The CCR's legal director, Baher Azmy, said Kelly and Bloomberg are seeking to make arguments in public that would not have been admissible in court. "It appears by their agitation and defensiveness that they feel a little bit worried," he said. "I don't think they would be this testy if they were confident about the results."

Stop-and-frisk is the most talked-about law enforcement issue of New York City's intensifying mayoral race, and Kelly has said he would like to see the candidates offer more concrete examples of how to better fight crime in the city. "We need something of substance," he told NY1. "How do you save that young man, that 16- or 17-year-old who's on the corner in the Bronx tonight, from being shot?"

As Kelly spoke that evening, his hypothetical example became a reality when 17-year-old Alphonza Bryant was shot and killed standing in front of a Bronx apartment building, just blocks from where his father was murdered 14 years earlier. Addressing a crowd of senior officers at NYPD headquarters on Tuesday, Bloomberg devoted a large portion of his fiery speech to Bryant's death, arguingt it did not matter to New York's civil liberties groups nor the city's largest newspaper.
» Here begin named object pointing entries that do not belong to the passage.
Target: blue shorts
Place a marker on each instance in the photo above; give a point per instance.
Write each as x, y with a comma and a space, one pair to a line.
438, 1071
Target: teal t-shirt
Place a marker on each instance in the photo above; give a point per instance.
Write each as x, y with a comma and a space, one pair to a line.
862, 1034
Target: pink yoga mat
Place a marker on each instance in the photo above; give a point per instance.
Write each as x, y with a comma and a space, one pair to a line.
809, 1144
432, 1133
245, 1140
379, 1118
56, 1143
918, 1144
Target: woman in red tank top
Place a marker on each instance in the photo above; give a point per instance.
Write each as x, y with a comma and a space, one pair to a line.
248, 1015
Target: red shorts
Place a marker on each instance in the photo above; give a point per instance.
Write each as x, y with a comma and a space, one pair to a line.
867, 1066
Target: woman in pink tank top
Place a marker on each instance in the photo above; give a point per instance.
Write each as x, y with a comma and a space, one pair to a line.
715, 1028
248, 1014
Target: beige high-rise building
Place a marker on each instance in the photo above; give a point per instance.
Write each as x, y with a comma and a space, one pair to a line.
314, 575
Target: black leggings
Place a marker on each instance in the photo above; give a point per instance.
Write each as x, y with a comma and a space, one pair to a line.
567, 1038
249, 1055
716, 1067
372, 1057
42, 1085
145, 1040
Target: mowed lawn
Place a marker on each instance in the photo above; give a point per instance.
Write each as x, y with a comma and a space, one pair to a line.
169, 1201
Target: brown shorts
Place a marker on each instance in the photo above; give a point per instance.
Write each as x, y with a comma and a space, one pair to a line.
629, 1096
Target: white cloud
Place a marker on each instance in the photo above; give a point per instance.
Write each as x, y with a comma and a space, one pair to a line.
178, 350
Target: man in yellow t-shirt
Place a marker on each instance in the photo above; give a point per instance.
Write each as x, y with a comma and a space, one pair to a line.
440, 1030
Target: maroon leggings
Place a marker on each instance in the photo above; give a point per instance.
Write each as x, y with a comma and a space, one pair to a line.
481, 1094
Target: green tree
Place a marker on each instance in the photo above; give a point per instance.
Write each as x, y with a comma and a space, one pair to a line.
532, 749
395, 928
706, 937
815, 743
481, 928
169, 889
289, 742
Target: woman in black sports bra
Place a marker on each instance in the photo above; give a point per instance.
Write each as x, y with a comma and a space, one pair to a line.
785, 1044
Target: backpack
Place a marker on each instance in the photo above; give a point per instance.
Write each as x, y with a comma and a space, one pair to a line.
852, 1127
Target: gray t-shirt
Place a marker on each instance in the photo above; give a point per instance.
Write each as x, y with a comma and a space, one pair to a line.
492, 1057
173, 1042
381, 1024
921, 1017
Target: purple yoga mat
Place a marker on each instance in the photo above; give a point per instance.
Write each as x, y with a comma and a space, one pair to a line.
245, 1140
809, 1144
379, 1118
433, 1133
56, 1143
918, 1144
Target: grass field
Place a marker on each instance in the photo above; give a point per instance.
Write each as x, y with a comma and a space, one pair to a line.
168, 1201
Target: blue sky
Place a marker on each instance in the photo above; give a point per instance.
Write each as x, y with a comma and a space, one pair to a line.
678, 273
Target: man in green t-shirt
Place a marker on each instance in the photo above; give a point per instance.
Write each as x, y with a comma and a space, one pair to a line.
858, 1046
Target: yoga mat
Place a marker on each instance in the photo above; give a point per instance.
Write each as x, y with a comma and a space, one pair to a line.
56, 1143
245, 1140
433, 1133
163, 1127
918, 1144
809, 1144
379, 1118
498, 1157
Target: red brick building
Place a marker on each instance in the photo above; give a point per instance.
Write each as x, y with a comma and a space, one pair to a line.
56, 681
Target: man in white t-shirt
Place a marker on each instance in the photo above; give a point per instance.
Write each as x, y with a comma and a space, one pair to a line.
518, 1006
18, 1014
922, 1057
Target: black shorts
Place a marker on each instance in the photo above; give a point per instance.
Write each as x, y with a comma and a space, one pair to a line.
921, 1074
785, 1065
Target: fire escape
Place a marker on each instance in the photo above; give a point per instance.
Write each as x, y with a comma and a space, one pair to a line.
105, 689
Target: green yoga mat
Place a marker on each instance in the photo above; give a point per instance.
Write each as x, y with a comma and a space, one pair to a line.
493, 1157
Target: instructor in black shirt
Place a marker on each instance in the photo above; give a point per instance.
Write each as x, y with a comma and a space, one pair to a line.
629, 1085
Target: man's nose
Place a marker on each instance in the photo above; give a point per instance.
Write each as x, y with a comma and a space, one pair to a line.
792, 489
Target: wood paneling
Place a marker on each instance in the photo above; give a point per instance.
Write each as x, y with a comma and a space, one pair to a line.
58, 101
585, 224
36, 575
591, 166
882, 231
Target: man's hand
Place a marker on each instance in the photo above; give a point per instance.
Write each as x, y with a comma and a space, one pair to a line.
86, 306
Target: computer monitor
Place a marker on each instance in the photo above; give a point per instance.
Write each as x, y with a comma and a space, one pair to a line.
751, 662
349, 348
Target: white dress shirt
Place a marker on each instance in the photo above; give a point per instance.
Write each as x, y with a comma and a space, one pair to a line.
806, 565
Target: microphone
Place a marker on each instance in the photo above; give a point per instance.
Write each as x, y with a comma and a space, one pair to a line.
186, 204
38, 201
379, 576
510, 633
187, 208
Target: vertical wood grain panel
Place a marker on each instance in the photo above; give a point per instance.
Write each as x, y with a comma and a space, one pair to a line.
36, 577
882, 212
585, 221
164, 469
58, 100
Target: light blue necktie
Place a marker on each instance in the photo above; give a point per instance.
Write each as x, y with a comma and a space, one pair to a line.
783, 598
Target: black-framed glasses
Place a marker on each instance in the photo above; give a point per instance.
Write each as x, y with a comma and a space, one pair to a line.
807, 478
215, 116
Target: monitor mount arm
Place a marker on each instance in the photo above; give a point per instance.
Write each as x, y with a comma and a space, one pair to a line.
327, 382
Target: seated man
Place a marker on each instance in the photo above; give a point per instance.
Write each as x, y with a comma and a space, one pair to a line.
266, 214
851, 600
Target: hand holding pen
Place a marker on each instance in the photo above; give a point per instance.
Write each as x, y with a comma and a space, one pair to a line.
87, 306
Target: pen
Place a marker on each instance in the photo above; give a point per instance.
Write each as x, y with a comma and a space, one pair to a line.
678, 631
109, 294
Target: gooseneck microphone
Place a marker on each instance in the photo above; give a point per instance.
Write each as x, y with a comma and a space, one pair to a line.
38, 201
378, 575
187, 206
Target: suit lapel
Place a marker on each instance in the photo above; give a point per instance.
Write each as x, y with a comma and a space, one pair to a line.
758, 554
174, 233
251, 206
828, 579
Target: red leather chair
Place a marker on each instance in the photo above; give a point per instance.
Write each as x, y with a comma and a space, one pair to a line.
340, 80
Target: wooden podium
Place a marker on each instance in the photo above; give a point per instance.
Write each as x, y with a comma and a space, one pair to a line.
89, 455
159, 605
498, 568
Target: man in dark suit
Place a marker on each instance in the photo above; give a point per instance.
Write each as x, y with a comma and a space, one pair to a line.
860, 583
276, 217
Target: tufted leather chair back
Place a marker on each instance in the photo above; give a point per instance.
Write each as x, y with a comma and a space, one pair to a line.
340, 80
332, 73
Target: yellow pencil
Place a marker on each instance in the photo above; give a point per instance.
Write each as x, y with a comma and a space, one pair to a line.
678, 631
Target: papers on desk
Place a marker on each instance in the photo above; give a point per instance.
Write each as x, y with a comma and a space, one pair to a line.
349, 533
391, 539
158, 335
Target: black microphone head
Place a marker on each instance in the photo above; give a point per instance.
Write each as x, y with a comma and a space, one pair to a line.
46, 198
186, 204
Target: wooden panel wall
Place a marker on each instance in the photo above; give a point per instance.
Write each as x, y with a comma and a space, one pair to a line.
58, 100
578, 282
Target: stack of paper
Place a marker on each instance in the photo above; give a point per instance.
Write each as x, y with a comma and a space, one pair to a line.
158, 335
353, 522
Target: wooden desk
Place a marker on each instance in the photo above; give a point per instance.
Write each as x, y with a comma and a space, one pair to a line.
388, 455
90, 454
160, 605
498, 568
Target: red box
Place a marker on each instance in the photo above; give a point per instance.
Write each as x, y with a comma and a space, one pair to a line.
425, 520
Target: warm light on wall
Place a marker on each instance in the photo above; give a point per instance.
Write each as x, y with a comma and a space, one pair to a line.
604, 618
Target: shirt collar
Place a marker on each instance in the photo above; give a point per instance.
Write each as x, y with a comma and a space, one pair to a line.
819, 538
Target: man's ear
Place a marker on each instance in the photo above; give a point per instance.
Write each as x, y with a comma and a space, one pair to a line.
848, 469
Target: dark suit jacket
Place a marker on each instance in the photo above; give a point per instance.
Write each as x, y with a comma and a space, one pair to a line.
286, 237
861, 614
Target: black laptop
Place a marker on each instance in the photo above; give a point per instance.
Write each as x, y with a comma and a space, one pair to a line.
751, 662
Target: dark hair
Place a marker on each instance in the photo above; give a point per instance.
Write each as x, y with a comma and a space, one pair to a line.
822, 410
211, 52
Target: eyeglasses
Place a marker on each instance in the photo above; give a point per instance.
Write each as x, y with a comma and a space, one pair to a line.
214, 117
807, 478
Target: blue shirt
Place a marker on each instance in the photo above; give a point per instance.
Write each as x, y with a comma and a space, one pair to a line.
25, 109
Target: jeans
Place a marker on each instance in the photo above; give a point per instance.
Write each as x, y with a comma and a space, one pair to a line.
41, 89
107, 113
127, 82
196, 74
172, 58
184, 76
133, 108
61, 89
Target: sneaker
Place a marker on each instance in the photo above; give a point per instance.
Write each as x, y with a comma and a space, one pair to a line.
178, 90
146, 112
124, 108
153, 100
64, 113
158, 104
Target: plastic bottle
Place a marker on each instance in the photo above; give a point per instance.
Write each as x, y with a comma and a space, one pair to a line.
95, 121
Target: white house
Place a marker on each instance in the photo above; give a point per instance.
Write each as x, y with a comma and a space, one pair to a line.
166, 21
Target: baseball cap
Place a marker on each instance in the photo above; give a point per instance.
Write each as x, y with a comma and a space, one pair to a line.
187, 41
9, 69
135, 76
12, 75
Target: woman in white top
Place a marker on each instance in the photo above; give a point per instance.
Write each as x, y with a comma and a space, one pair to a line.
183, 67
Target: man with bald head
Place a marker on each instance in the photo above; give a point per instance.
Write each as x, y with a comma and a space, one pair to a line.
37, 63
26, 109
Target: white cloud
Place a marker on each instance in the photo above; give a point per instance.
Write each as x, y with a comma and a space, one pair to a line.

"There was not even a mention of his murder in our paper of record, the New York Times," Bloomberg said. "All the news that's fit to print did not include the murder of a 17-year-old Alphonza Bryant. After his murder, there was no outrage from the Center for Constitutional Rights, or the NYCLU," he added.

The NYCLU – the New York Civil Liberties Union –  responded with a barrage of tweets directed at the mayor and a statement from executive director Donna Lieberman. "It's a lot easier to trash the NYCLU than to acknowledge the widespread dissatisfaction the community feels with an NYPD that acts like it's above the law and accountable to no one," it read. 

Eric E Sterling, president of the Criminal Justice Policy Foundation, and former counsel to the House of Representatives judiciary committee, said the fact that neither Bloomberg or Kelly are testifying is hardly a surprise. "It would draw enormous news attention to the lawsuit," he told the Guardian, adding that it would be viewed as a "tremendous political victory" for the plaintiffs, regardless of the ultimate outcome of the case. 

"It's not an uncommon litigation strategy … in the case of a suit against some kind of an institution or bureaucracy, to influence public opinion by making statements about the litigation," Sterling said. For Bloomberg and Kelly, he added, "this is all about politics".

He added: "It's very much the court of public opinion in which they are concerned". Sterling believes the mayor and the commissioner have chosen to challenge the case in the media, in part, because their chances of succeeding in court are slim. "The case against the police is so damning. The evidence, I believe, is quite overwhelming that there is an illegal and unconstitutional pattern of New York City police behavior in these stop-and-frisk cases."